National

Carney duped Canada

The Mark Carney juggernaut is Canada’s big political story of 2025. He walked into the top elected role in Canada’s government before the public even made him a member of Parliament. He revived a party disdainfully rejected by the Canadian public and rallied it to a near-majority win. As Prime Minister, Carney has made headlines. What he hasn’t done is much to change the country in its domestic direction or its trade relationship with the United States.

Pressure from Alberta, the federal Conservatives, and U.S. President Donald Trump are the main reasons the current Liberal regime differs at all from the previous one. It was clear from Carney’s book Values that he lauded Trudeau-era Canadian initiatives towards net zero carbon emissions, including the consumer carbon tax he reduced to zero earlier this year.

Yes, Carney has signed a memorandum of understanding with the Alberta government to get a pipeline built. However, that pipeline is only a concept. As a concession, Alberta finally gave way on higher carbon taxes for industrial producers. This means the whole country will get them also. Either way, Canadians will still pay more carbon taxes.

Trudeau-era deficits are here to stay. They will be at least $57 billion annually through 2029-30. Along the way, Clean Electricity Regulations will get increasingly stringent. We know the Clean Electricity Investment Tax Credits will cost the government $103 billion by 2035. What we don’t know is how much more our energy bills will go up. We just know that they will, because if clean energy paid for itself, such drastic government interference would not be necessary to skew the market.

Meanwhile another bad agenda advances: the infusion of so-called “woke” values over our airways and internet, representing a corresponding threat to free speech. Bill C-9 lowers the threshold for “harmful content” beyond previous standards for hate speech, ones in alignment with court decisions. The legislation also adds provisions for hateful symbols, without defining what they are. Regulators will do that later. Just ask gun advocates where that can end up.

Proposed amendments to Bill C-9 would also take away a religious defense from allegedly hateful comments against protected groups. Marc Miller, a longtime Trudeau friend, now Minister of Canadian Identity and Culture, has already said that certain Bible verses are hateful. It is hard to see this as an attack on the Bible that will turn law enforcement against the wrong people. Will atheists, Christians, and Jews be able to say Mohammed was a false prophet, or will that be off limits too?

Carney started a Major Projects Office, ostensibly to get Canadian projects done. What’s missing is a legislative agenda to roll back the regulations the Trudeau Liberals created. The regulatory environment is so intimidating and uncertain that companies gave up on doing anything. Carney’s answer is to let those regulations remain but allow his government to veto many of them entirely at their own discretion.

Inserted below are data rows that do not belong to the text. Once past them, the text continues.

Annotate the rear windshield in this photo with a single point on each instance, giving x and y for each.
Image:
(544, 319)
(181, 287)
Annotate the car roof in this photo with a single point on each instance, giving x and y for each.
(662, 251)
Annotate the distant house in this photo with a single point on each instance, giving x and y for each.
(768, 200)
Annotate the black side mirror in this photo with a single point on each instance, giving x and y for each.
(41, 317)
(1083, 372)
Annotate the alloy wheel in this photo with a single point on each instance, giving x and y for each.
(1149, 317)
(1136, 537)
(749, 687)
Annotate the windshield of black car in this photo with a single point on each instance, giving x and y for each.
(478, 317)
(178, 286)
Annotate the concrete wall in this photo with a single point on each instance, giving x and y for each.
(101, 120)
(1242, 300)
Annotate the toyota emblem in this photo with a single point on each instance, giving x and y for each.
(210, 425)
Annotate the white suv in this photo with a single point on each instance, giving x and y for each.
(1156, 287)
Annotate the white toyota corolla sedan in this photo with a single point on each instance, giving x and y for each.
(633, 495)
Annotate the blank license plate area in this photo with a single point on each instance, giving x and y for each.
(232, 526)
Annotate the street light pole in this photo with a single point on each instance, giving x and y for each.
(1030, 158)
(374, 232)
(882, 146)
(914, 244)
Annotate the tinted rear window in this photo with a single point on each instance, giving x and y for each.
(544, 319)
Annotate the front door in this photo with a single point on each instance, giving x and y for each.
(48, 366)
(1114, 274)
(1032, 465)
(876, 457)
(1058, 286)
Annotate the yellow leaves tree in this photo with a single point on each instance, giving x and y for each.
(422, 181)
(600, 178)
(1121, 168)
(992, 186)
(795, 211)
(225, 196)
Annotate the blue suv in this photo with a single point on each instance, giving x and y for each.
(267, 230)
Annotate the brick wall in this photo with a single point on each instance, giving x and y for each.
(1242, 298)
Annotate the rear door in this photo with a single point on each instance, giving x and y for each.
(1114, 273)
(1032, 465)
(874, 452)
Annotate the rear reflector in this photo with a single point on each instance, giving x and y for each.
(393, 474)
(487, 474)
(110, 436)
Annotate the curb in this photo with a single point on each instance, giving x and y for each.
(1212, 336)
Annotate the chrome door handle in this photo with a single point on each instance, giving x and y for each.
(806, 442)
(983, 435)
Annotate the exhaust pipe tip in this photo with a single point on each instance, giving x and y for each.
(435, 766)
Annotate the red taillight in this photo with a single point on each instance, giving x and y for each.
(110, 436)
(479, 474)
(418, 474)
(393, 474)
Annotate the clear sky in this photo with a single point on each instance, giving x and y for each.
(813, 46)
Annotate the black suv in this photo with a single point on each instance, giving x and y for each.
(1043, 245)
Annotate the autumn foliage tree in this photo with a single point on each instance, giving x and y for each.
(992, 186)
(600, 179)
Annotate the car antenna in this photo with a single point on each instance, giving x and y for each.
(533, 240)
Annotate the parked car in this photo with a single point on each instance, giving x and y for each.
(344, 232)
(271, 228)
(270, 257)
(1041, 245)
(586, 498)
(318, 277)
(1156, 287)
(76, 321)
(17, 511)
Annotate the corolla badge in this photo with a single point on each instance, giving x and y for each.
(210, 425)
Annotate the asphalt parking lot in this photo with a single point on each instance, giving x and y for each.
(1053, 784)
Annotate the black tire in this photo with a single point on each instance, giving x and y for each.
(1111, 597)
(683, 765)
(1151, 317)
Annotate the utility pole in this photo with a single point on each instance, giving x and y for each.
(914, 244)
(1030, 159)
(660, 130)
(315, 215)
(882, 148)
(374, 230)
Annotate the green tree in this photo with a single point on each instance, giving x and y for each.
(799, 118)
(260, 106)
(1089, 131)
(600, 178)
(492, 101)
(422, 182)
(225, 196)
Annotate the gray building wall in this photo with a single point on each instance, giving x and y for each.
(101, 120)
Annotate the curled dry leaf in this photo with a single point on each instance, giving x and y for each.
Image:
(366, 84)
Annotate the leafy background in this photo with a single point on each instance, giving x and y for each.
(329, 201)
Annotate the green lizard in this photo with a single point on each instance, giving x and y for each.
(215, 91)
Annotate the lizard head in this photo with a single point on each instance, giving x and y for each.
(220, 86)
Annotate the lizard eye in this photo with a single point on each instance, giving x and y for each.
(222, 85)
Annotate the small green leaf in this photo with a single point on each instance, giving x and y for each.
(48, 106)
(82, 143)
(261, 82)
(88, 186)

This misguided solution creates its own problems. It increases the politicization of what used to be an objective process. The Trudeau cabinet gave itself veto powers on project approvals, which is why the Northern Gateway Pipeline was cancelled. The Carney government goes to the next level by allowing itself to veto some parts of the entire system. If regulations are there for a reason, do we really want them cancelled entirely for hand-picked projects?

Of course, Carney was elected on a wave of anti-Trump sentiment, given the U.S. president’s talk about making Canada the 51st state. Despite Trump’s comment that he’d find Carney easier to work with than Pierre Poilievre, Carney rode a wave of Trump Derangement Syndrome to victory.

Time quickly showed that Carney was not going to be the tough adversary he was touted to be. It came to light he had quietly dropped tariffs on U.S. goods before the election. In early May, Carney and Trump stood together, both with thumbs up for the cameras. Carney said nothing when Trump called cabinet minister Chrystia Freeland “a terrible person” even though Carney is her son’s godfather. Instead, Carney lauded Trump as a “transformational president.”

Carney even introduced a new impediment to trade talks. In September, he pledged Canada would acknowledge a Palestinian state. Trump said that would make it “very hard” for the U.S. to reach an agreement with Canada.

Perhaps the story of 2025 is not so much Carney, but a fickle and fooled Canadian public. Voters went from being anti-Liberal and anti-Trudeau to being pro-Liberal to be anti-Trump. As the year ends, Trump has changed little and neither have the Liberals. More than anything else, 2025 was the year of the duped Canadian. In the name of seeking change, we got more of the same.